To talk about this cocktail one needs to talk about daiquiris and we need to go back to Cuba for this. It was 1898 and it had something to do with a US Engineer called Jennings Stockton Cox Jr. who was stationed in the town of Daiquiri, Cuba while working for the Pennsylvania Steel Company. At the time, Cox found himself facing considerable challenges - the Spanish-American War was ongoing, and cases of yellow fever were spreading amongst the local population. He needed a drink. Cox experimented with ingredients that were readily available in Cuba. He combined local rum with fresh lime juice and sugar. Locals had been using that combination in different ratios already which led Cox to try the same. That was how the first Daiquiri was ever made, out of the hearth of a bar minus the seasoned hands of a posh bartender.
The story goes like this, it was the 1930s and Ernest Hemingway had earned himself permanent stardom with his novel Death in The Afternoon. Having a crowded home filled with family, friends and fellow literature fanatics Hemingway needed an escape. He booked a one-way ticket to Cuba and stayed at the Ambos Mundos Hotel to write without interruptions. Hemingway had his fun too and bar hopping was one of them with the American Prohibition having recently ended he had full freedom to try out the local tipples.

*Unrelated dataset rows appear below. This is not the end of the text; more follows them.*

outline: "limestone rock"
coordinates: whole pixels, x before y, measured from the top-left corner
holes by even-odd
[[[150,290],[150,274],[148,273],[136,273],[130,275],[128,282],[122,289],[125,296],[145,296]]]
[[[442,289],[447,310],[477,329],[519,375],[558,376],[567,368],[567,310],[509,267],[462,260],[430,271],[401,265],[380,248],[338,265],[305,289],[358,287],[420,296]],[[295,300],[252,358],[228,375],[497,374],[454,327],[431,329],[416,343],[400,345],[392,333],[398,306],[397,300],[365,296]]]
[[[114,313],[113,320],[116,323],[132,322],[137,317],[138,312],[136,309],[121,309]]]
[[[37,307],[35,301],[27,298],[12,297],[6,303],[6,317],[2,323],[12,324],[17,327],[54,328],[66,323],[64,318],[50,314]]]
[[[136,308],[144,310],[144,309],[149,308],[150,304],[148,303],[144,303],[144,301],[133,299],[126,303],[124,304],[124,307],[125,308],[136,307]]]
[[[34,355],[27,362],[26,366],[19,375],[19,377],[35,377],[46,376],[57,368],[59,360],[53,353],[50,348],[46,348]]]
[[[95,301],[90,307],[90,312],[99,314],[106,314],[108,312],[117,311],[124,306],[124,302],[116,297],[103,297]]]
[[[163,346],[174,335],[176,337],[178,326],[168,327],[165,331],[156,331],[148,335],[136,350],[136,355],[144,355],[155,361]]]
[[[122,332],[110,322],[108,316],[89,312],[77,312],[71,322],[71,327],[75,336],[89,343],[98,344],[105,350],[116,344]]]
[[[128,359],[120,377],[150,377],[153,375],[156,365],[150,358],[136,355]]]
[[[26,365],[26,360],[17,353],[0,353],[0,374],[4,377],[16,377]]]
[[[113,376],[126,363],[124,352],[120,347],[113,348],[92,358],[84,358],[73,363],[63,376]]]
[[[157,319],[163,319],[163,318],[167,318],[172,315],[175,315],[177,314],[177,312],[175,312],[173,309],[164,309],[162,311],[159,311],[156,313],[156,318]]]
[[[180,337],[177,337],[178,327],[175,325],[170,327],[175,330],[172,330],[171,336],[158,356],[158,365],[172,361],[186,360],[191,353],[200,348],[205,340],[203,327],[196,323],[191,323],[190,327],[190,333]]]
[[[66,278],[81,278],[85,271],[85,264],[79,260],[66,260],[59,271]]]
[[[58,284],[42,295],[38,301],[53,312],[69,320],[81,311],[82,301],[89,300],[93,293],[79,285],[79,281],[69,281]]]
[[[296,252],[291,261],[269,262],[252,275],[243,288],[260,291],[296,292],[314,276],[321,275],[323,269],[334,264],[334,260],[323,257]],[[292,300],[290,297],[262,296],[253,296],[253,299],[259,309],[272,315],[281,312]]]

It is said that the author needed a bathroom break so he stopped at the El Floridita bar, Havana. On his way out he spotted the bartender, Constantino Ribalaigua Vert lining the bar with his famous daiquiris. He’s not the inventor obviously but he did invent the frozen version of it. Never being one to say no to a drink, the writer picked one up and took a sip. He told Vert he preferred his unsweetened and with more rum and the bartender mixed one for him and thus was born the Hemingway special. Well, it was called the Papa Doble initially but with little tweaks and additions it evolved into this new cocktail named after the author. To quote the very man, “It shouldn’t taste of rum, it shouldn’t taste of lime and it shouldn’t taste of sugar. It should just taste of daiquiri.”
In his later novel, Islands in the Stream, Hemingway immortalized it sublimely, “This frozen daiquiri, so well beaten as it is, looks like the sea where the wave falls away from the bow of a ship when she is doing thirty knots.” He became a regular fixture at the bar and is famously said to have downed 16 in one sitting. Records say he usually chose an isolated corner where he could read, write and drink without interruptions. Here’s how you can concoct the author’s favourite with the signature rum and its juices.
Fill a shaker with ice, add the rum, lime juice, grapefruit juice and Maraschino liqueur.
Shake vigorously until everything inside is chilly.
Pick a martini or a coupe glass and strain the drink into the glass.
You can garnish the cocktail with a lime slice.